À exemplo de Paulo, Agostinho (354-430), João Calvino (1509-1564), John Wesley (1703-1791) e Abraham Kuyper (1837-1920) são alguns dos que entenderam que os cristãos são agentes de transformação da cultura, posição que é exposta na obra de Niebuhr. Em Apocalipse, vemos que Deus redime tanto a pessoa, como a diversidade cultural.

Nesta posição, não há divisão entre o sagrado e o profano – essa é uma dicotomia católica (a divisão sagrado/profano afirma que na igreja fazemos atividades sagradas e, no mundo, atividades profanas; ou seja, rezar, ser padre é algo sagrado, mas construir um prédio e ser um engenheiro são coisas profanas). A divisão bíblica é entre o que é santo e está em pecado; e que está em pecado deve ser santificado.

O cristão como agente transformador (não anulador) da cultura


A afirmação de que o cristão é um agente transformador da cultura pode ser resumida na compreensão de que “uma vez que o homem é criado por Deus, parte de sua cultura será rica em beleza e bondade. Por causa da queda e do pecado do homem, toda a sua cultura [usos e costumes] está manchada pelo pecado, e parte dela é demoníaca” (Pacto de Lausanne §10) — o evangelho nunca é hóspede da cultura, mas sempre seu juiz e redentor.
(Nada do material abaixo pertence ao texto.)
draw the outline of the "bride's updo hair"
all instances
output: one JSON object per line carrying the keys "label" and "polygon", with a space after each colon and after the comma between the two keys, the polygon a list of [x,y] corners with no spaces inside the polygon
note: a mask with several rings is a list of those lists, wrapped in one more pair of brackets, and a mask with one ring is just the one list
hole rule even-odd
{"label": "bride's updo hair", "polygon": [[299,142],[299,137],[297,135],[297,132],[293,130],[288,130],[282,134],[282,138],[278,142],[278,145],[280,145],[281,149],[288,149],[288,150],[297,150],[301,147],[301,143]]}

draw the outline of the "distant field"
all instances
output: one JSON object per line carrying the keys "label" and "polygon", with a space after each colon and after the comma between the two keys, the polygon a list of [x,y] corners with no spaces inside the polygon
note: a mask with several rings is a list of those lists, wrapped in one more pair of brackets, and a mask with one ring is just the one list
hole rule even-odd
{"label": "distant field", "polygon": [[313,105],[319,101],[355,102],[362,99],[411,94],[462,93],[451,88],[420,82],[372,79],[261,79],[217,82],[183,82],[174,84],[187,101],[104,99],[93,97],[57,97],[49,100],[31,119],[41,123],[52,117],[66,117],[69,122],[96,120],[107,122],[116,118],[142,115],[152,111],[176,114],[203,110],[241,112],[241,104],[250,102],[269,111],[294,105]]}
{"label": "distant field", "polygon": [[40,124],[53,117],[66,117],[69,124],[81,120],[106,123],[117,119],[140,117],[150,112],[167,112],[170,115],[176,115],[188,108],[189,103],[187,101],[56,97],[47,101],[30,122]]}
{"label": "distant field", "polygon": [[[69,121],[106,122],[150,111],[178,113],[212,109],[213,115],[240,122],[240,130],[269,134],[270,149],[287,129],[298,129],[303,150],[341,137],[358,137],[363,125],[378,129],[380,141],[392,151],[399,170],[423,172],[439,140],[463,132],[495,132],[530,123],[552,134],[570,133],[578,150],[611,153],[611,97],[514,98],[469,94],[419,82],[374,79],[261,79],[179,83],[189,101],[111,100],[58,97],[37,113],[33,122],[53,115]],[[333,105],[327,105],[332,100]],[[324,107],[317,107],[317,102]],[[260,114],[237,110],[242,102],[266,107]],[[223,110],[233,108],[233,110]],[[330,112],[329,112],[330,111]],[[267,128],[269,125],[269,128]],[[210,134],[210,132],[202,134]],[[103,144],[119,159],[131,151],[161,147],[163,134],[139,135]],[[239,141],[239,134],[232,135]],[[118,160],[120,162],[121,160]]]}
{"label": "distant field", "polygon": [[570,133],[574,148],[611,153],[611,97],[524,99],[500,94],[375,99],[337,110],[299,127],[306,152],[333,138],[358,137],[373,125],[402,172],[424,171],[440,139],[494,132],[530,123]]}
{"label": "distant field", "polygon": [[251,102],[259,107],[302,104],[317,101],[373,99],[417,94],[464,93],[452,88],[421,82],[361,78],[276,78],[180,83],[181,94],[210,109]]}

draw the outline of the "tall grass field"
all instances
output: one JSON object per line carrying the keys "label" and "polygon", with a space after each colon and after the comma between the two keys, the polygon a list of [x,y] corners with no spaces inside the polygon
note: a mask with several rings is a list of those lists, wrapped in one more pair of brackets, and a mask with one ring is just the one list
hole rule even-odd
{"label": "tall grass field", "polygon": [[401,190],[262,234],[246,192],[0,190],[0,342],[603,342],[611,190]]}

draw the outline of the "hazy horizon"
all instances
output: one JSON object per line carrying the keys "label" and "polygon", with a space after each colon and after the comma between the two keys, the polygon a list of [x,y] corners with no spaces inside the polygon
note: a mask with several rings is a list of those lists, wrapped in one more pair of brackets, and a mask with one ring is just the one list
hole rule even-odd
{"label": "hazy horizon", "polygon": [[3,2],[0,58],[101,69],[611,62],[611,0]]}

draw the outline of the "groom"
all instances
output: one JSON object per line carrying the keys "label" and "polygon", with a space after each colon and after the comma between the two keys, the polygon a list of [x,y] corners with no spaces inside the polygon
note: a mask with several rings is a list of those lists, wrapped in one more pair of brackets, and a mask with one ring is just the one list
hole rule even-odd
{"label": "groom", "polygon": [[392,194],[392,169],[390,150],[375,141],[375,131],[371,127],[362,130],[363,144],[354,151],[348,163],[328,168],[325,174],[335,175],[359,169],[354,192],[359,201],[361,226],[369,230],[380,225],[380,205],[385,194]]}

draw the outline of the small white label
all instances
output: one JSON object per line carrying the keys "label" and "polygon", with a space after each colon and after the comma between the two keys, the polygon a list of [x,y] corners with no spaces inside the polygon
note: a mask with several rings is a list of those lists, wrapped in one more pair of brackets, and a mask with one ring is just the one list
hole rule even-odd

O Grupo de Teologia e Educação de Lausanne propôs um modelo hierárquico de ação sobre a entrada do evangelho na cultura (Relatório de Willowbank, 1978) que pode ser de auxílio em nosso trato com a cultura ao nosso redor.

Categoria de costumes


Como um missionário deve proceder em uma cultura diferente? O Relatório de Willowbank propõe uma relação quádrupla do cristão com a cultura:

  • Alguns costumes não podem ser tolerados, como a idolatria, infanticídio, canibalismo, vingança, mutilação física, prostituição ritual, entre outros.
  • Alguns costumes podem ser temporariamente tolerados [por uma geração], como a escravidão, o sistema de castas, o sistema tribal, a poligamia, entre outros. Há alguns costumes cujas objeções não são relevantes para o evangelho, como o costume de o homem e a mulher sentarem separados nos cultos, os costumes alimentares, vestimentas, hábitos de higiene pessoal, entre outros.
  • Assuntos secundários (adiáforos) sobre os quais há controvérsias mas que pode-se ter liberdade de análise, como escatologia, governo da igreja, ceia e batismo

Exemplo do ponto 2: quando chefes tribais polígamos se convertiam, eles eram obrigados pelos missionários a abandonar todas suas esposas, que ou morriam de fome ou se prostituíam, podendo morrer apedrejadas. Vendo isso, os missionários acharam uma medida sábia não exigir desse chefe tribal o abandono da poligamia, mas exigir tal atitude da próxima geração de cristãos.

Aplicação do ponto 3: Se você é um novo pastor, não tente mudar a cultura da igreja, se ela se encaixa neste nível. Pregue o evangelho!

Conclusão


É preciso reconhecer que nem sempre os cristãos conseguiram perceber a distinção entre mundo e cultura. Historicamente, grupos cristãos têm sido contra a ciência, a arte, a música e a literatura em geral, sem fazer qualquer distinção. 

Todavia, estes grupos fundamentalistas não representam a postura cristã para com a cultura e nem refletem o ensino bíblico quanto ao assunto. Os reformados, em particular, caracteristicamente sempre se mostraram sensíveis às artes e viam nelas uma manifestação da graça comum de Deus à humanidade. Apreciavam a pintura, a música, a poesia e a literatura. 

O grande desafio que Jesus e os apóstolos deixaram para os cristãos foi exatamente este, de estar no mundo, ser enviado ao mundo, mas não ser dele (Jo 17:14-18). Implica em não se conformar com o presente século, mas renovar-se diariamente (Rm 12:1-3), de não ir embora amando o presente século, como Demas (2Tm 4:10). É ser sal e luz.